Ford Square Baler

olderguy

Member
Just bought a series 504-1, model 14-80, serial 12988 pto twine tie baler.Thought it would look good behind the jubilee.Dont know of any other like it in the area (northwest Ill.)probably around just havent seen em.Is the model 250 just a later 504 series version?
 
Do not have my book handy but the model 250 is one of 3 sizes (150, 250, and 350) Ford put out in the 50's. The 150 is often referred to as a 509 series, the 250 a 504 series, and the 350 as the 506 series. I do not know why but think they were Fords entry into the baler market and dropped the model number when they went blue with the 530's and 540's. So a Series 504, model 250 is the long version of the baler.

I4-80 signifies its configuration. Yes that is an “I” not a 1. Your configuration fits the number you gave. There were 6 or so variations for the 250 (motor driven, PTO driven, and other options like electric start and such). I think s/n 12988 would put it in the later range and you should have rollers on the plunger vs. the wood slides on the older ones.

I can tell you that if you need needles or knotter parts they can come from the early NH balers (66, 68) or the later blue ford balers (knotters for sure, not sure on the needles though from the blue balers). I haven’t crossed up is the knives, but I haven’t needed to yet as I got a set out of a scraped baler. Most bearing can be crossed.

As far as I am concerned they are a great little low cap baler. 66 strokes per min, makes about a 50lb bale. Only down side I have ever had with mine is in real dry stuff it can be a bit tricky to make a tight bale. Feed it well and try to punch a bale out in 12-14 strokes. Anymore and the bale will be missed formed, loose, or become banana's. Sharp knives and proper adjusted plunger is a must.

As for the tractor, in good conditions the Jubilee will work. Trouble is the baler does not have an over ride clutch. Put one on the tractor, a good one. The cheapies from TSC will not hold up to the push pull shock and bust the roll pin (BTDT). Windrows are going to be an issue. They need to be uniform. A short fall on the tractor is 1st gear is going to almost be too fast. So you need to keep the windrows consistent and sized to just fill the pickup. And do not be tempted to run more than 540 PTO rpms. It may seem slow driving across the field but it is perfect for baling.

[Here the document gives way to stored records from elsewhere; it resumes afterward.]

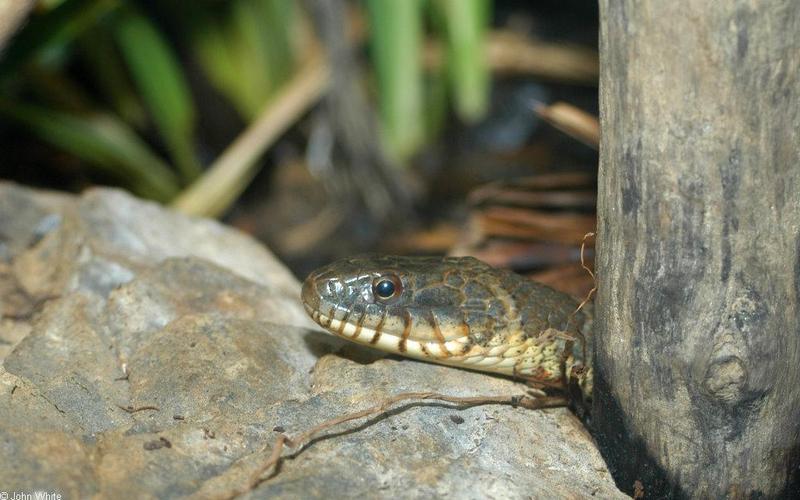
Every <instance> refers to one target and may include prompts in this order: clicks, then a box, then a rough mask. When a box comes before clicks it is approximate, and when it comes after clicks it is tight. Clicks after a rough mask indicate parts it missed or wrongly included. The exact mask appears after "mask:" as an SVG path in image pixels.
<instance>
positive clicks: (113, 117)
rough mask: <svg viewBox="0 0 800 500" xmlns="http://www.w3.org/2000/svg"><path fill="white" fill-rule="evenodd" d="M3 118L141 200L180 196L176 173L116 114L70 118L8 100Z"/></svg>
mask: <svg viewBox="0 0 800 500" xmlns="http://www.w3.org/2000/svg"><path fill="white" fill-rule="evenodd" d="M0 113H2V114H4V115H6V116H8V117H9V118H11V119H14V120H16V121H18V122H19V123H21V124H23V125H24V126H26V127H28V128H29V129H30V130H31V131H32V132H33V133H34V134H36V135H37V136H39V137H40V138H41V139H42V140H44V141H46V142H49V143H50V144H52V145H54V146H55V147H57V148H59V149H61V150H63V151H66V152H68V153H71V154H73V155H75V156H76V157H78V158H80V159H82V160H84V161H86V162H87V163H88V164H89V165H91V166H93V167H94V168H95V169H96V170H98V171H103V172H106V173H109V174H112V175H113V176H115V177H116V178H118V179H119V180H120V181H121V182H123V183H124V184H125V185H126V186H129V187H130V189H131V191H133V192H134V193H135V194H137V195H139V196H144V197H147V198H151V199H154V200H158V201H161V202H166V201H168V200H170V199H171V198H172V197H173V196H175V194H176V193H177V192H178V182H177V179H176V178H175V174H174V173H173V172H172V170H170V168H169V167H168V166H167V165H166V164H164V162H162V161H161V159H160V158H159V157H158V156H156V155H155V154H153V153H152V152H151V151H150V149H149V148H148V147H147V145H146V144H144V143H143V142H142V141H141V139H139V137H138V136H137V135H136V134H135V133H134V132H133V131H132V130H131V129H130V128H128V126H127V125H125V123H123V122H122V121H120V120H119V119H117V118H115V117H113V116H111V115H107V114H102V113H96V114H92V115H87V116H79V115H71V114H68V113H63V112H59V111H53V110H51V109H47V108H42V107H38V106H33V105H29V104H22V103H19V102H12V101H10V100H6V99H0Z"/></svg>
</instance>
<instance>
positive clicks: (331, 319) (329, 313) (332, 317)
mask: <svg viewBox="0 0 800 500" xmlns="http://www.w3.org/2000/svg"><path fill="white" fill-rule="evenodd" d="M335 312H336V306H331V310H330V311H328V324H327V325H322V323H320V324H321V325H322V326H324V327H325V328H330V327H331V323H333V315H334V313H335Z"/></svg>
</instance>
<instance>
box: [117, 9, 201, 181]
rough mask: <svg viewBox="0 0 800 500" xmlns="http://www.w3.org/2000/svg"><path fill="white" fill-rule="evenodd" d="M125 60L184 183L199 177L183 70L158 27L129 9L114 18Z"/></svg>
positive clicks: (135, 11) (131, 76) (120, 45)
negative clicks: (157, 29)
mask: <svg viewBox="0 0 800 500" xmlns="http://www.w3.org/2000/svg"><path fill="white" fill-rule="evenodd" d="M113 33H114V35H115V37H116V40H117V44H118V46H119V49H120V52H121V54H122V58H123V59H124V61H125V63H126V64H127V67H128V70H129V71H130V74H131V77H132V78H133V81H134V82H135V84H136V87H137V88H138V89H139V93H140V95H141V96H142V100H143V101H144V102H145V104H146V107H147V109H148V111H149V112H150V116H151V117H152V118H153V122H154V123H155V125H156V127H157V128H158V130H159V131H160V132H161V137H162V139H163V140H164V142H165V143H166V144H167V148H168V149H169V152H170V155H171V156H172V160H173V162H174V163H175V165H176V166H177V168H178V171H179V172H180V173H181V176H182V178H183V180H184V181H185V182H191V181H192V180H194V179H195V178H196V177H197V176H198V175H200V172H201V169H200V163H199V162H198V161H197V158H196V157H195V153H194V145H193V135H194V134H193V129H194V123H195V110H194V104H193V102H192V96H191V94H190V93H189V86H188V85H187V84H186V81H185V78H184V76H183V69H182V68H181V66H180V65H179V64H178V60H177V57H176V56H175V55H174V54H173V52H172V49H171V48H170V46H169V45H168V44H167V42H166V40H164V38H163V37H162V36H161V34H160V33H159V32H158V30H157V29H156V27H155V26H153V24H152V23H151V22H150V21H149V20H148V19H147V18H146V17H144V16H142V15H141V14H139V13H138V12H136V11H135V10H134V9H132V8H130V7H126V8H124V9H121V11H120V12H119V13H118V15H117V16H116V18H115V19H114V26H113Z"/></svg>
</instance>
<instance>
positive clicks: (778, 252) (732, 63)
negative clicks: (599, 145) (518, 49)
mask: <svg viewBox="0 0 800 500" xmlns="http://www.w3.org/2000/svg"><path fill="white" fill-rule="evenodd" d="M600 8H601V30H600V53H601V56H600V57H601V75H600V119H601V127H602V131H603V139H602V146H601V155H600V180H599V204H598V242H597V243H598V262H597V269H598V278H599V283H598V284H599V290H598V297H597V308H596V310H597V313H598V317H597V334H596V335H597V336H596V339H597V340H596V342H597V345H596V355H595V356H596V359H595V370H596V371H595V378H596V385H595V388H596V389H595V394H594V395H595V397H594V412H593V414H594V426H595V429H596V431H597V438H598V441H599V443H600V446H601V449H602V450H603V451H604V455H605V457H606V459H607V461H608V463H609V466H610V467H611V469H612V472H613V473H614V474H615V477H616V478H617V481H618V485H619V486H620V487H621V488H622V489H623V490H625V491H628V492H632V491H633V490H634V482H635V481H637V480H638V481H640V482H641V486H643V487H644V490H645V495H646V497H647V498H658V497H659V496H661V495H668V496H670V497H689V496H691V497H703V498H720V497H724V496H728V497H734V498H742V497H748V498H762V497H768V498H772V497H784V496H793V495H798V494H800V493H798V492H800V477H799V476H800V473H799V472H798V471H800V309H799V308H798V300H799V297H800V3H799V2H797V0H772V1H744V0H718V1H715V2H708V1H707V0H682V1H667V2H662V1H652V2H650V1H648V2H641V1H635V0H600Z"/></svg>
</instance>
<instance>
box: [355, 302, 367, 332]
mask: <svg viewBox="0 0 800 500" xmlns="http://www.w3.org/2000/svg"><path fill="white" fill-rule="evenodd" d="M366 316H367V310H366V309H364V311H363V312H362V313H361V315H360V316H359V317H358V320H356V331H355V332H354V333H353V338H354V339H357V338H358V336H359V335H361V327H362V326H363V324H364V318H365V317H366Z"/></svg>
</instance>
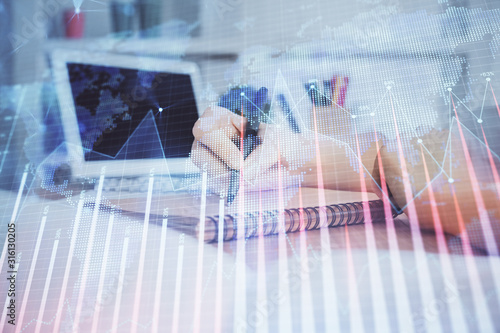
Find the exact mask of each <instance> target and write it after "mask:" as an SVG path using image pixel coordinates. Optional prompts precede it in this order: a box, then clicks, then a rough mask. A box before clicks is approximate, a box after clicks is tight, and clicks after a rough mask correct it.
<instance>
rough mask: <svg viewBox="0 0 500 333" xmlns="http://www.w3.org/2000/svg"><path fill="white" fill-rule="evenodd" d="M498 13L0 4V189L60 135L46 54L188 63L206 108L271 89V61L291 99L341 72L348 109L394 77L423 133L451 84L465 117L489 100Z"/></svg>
mask: <svg viewBox="0 0 500 333" xmlns="http://www.w3.org/2000/svg"><path fill="white" fill-rule="evenodd" d="M499 8H500V2H499V1H491V0H486V1H465V0H453V1H452V0H450V1H446V0H425V1H418V2H416V1H411V0H391V1H378V0H353V1H349V2H345V1H320V0H317V1H314V0H313V1H299V0H291V1H284V0H282V1H267V0H255V1H252V2H249V1H243V0H184V1H159V0H137V1H128V0H127V1H125V0H123V1H118V0H113V1H110V0H18V1H8V0H0V85H1V87H2V88H1V90H0V92H1V100H0V108H1V110H0V115H1V117H2V122H1V125H0V132H1V133H2V134H1V135H0V151H2V155H0V156H1V157H2V162H1V167H0V170H1V173H0V186H1V187H2V188H5V189H10V188H12V187H16V185H17V184H18V182H19V177H20V174H21V173H22V170H24V167H25V165H26V163H28V162H30V163H32V164H33V165H36V164H37V163H39V162H40V161H42V160H43V158H44V156H46V155H47V154H48V153H50V152H52V151H53V150H54V149H55V148H56V147H57V146H58V145H59V144H60V143H61V142H63V140H64V136H63V135H62V132H61V130H60V120H59V116H58V114H59V110H58V102H57V96H56V95H55V93H54V90H53V86H52V83H51V77H52V76H51V67H50V60H49V55H50V52H53V51H54V50H57V49H76V50H94V51H95V50H97V51H105V52H110V53H120V54H135V55H141V56H149V57H157V58H163V59H185V60H188V61H194V62H196V63H197V64H198V65H199V67H200V69H201V73H202V80H203V98H204V99H205V100H206V101H207V103H209V102H213V101H214V100H215V99H216V98H217V96H219V95H220V94H222V93H224V92H225V91H226V90H227V89H228V87H230V86H231V85H234V84H239V83H247V82H250V83H252V82H254V81H255V82H264V83H265V84H267V85H273V82H275V80H276V77H275V75H276V68H280V70H281V71H283V73H282V74H283V75H284V76H285V79H286V80H288V83H289V87H288V88H289V90H290V92H291V94H292V95H300V94H302V93H303V83H304V81H306V82H307V80H308V79H312V78H314V79H321V78H322V77H321V76H322V75H323V76H324V77H331V75H332V74H333V75H335V74H345V75H347V76H349V78H350V86H351V87H350V88H349V89H350V90H349V96H348V98H347V101H346V105H347V107H349V108H351V109H356V110H360V111H359V112H363V110H365V111H366V112H369V111H368V110H369V105H374V104H375V103H376V102H377V100H379V99H380V91H383V89H384V85H383V82H382V81H384V80H385V82H386V83H388V84H389V83H390V82H393V81H398V78H399V81H400V82H395V84H399V85H400V86H401V87H402V89H401V91H400V93H401V96H403V99H404V101H405V103H406V104H407V105H408V108H409V110H410V111H411V112H410V113H409V114H410V118H411V119H412V121H415V122H416V123H417V124H418V125H421V126H422V127H425V128H427V127H435V126H436V125H438V126H444V125H449V124H447V121H448V120H449V113H448V111H447V109H448V105H447V101H446V100H445V98H444V97H443V96H444V95H445V93H443V91H444V88H446V87H449V86H453V89H454V93H455V94H457V96H459V97H460V98H461V99H462V101H463V102H464V103H468V104H467V105H468V108H469V109H470V110H472V112H473V113H474V112H478V113H479V112H480V111H479V110H480V109H481V108H483V109H484V108H485V107H486V108H488V107H494V105H495V104H494V101H493V99H491V98H489V99H487V100H485V103H484V104H483V93H484V76H485V75H494V74H495V73H499V71H498V70H499V69H500V62H499V61H498V47H499V41H500V37H499V34H498V29H497V24H498V23H496V22H495V21H494V20H495V18H497V17H498V16H495V15H498V12H497V11H498V9H499ZM485 15H486V16H485ZM488 15H490V16H488ZM485 19H488V20H491V21H490V22H489V23H488V22H486V21H484V20H485ZM297 59H299V60H300V61H299V60H297ZM332 59H333V60H332ZM284 68H286V69H284ZM287 71H288V74H287V73H285V72H287ZM391 71H392V73H391V75H386V74H387V73H388V72H391ZM314 73H316V74H314ZM317 73H320V74H317ZM287 75H288V76H287ZM385 76H387V78H386V77H385ZM395 78H396V79H395ZM293 80H295V81H297V82H296V83H291V82H290V81H293ZM494 84H496V83H494ZM379 86H380V89H382V90H380V89H378V88H377V87H379ZM403 87H404V88H403ZM294 89H295V90H294ZM292 98H293V97H292ZM426 110H428V112H427V111H426ZM440 110H446V111H443V112H441V111H440ZM423 112H425V114H424V113H423ZM467 118H471V115H470V112H469V111H467V112H465V113H464V119H467ZM471 119H472V118H471ZM381 121H382V122H383V119H382V120H381ZM419 122H421V123H419ZM443 124H444V125H443ZM471 126H474V124H473V122H472V125H471Z"/></svg>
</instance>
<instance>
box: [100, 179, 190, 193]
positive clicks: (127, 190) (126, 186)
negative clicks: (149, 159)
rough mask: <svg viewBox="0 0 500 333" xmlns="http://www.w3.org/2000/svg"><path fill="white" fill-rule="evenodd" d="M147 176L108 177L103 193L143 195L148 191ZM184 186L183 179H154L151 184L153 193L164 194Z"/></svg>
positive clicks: (102, 187) (148, 181)
mask: <svg viewBox="0 0 500 333" xmlns="http://www.w3.org/2000/svg"><path fill="white" fill-rule="evenodd" d="M148 186H149V176H138V177H109V178H104V184H103V187H102V189H103V191H104V192H129V193H144V192H147V191H148ZM183 186H185V182H184V177H175V176H172V177H169V176H161V177H155V178H154V183H153V192H155V193H158V192H161V193H166V192H171V191H175V190H179V189H181V188H182V187H183Z"/></svg>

You will also want to remove the pressure plate on the flywheel and make sure the disk in between is not frozen to it. I know mine is running at peak performance when I can just start to hear it bark on a compression stroke. If frozen you can ki11 the tractor real quick and cause other damage.
 
(quoted from post at 20:08:42 04/17/12) Just bought a series 504-1, model 14-80, serial 12988 pto twine tie baler.Thought it would look good behind the jubilee.Dont know of any other like it in the area (northwest Ill.)probably around just havent seen em.Is the model 250 just a later 504 series version?

I have a Ford hay baler similar to yours. How much do you think yours is worth? I am considering selling mine and cannot find any information about it.
 
(quoted from post at 00:47:05 04/18/12) Trouble is the baler does not have an over ride clutch.

We had to replace the over-riding clutch several times on our 250. Was this an option? Because we sure had one on ours!!!!!
 

504 followed the 250. I had a 250 when I started out. I pulled it with a 19 HP Kubota. It did pretty well. Just don't try to baby it by running it slow, that is hard on any baler. The flywheel smooths out the pushes of the plunger and the inertia of 540 RPMs enables the knife to cut right through the hay.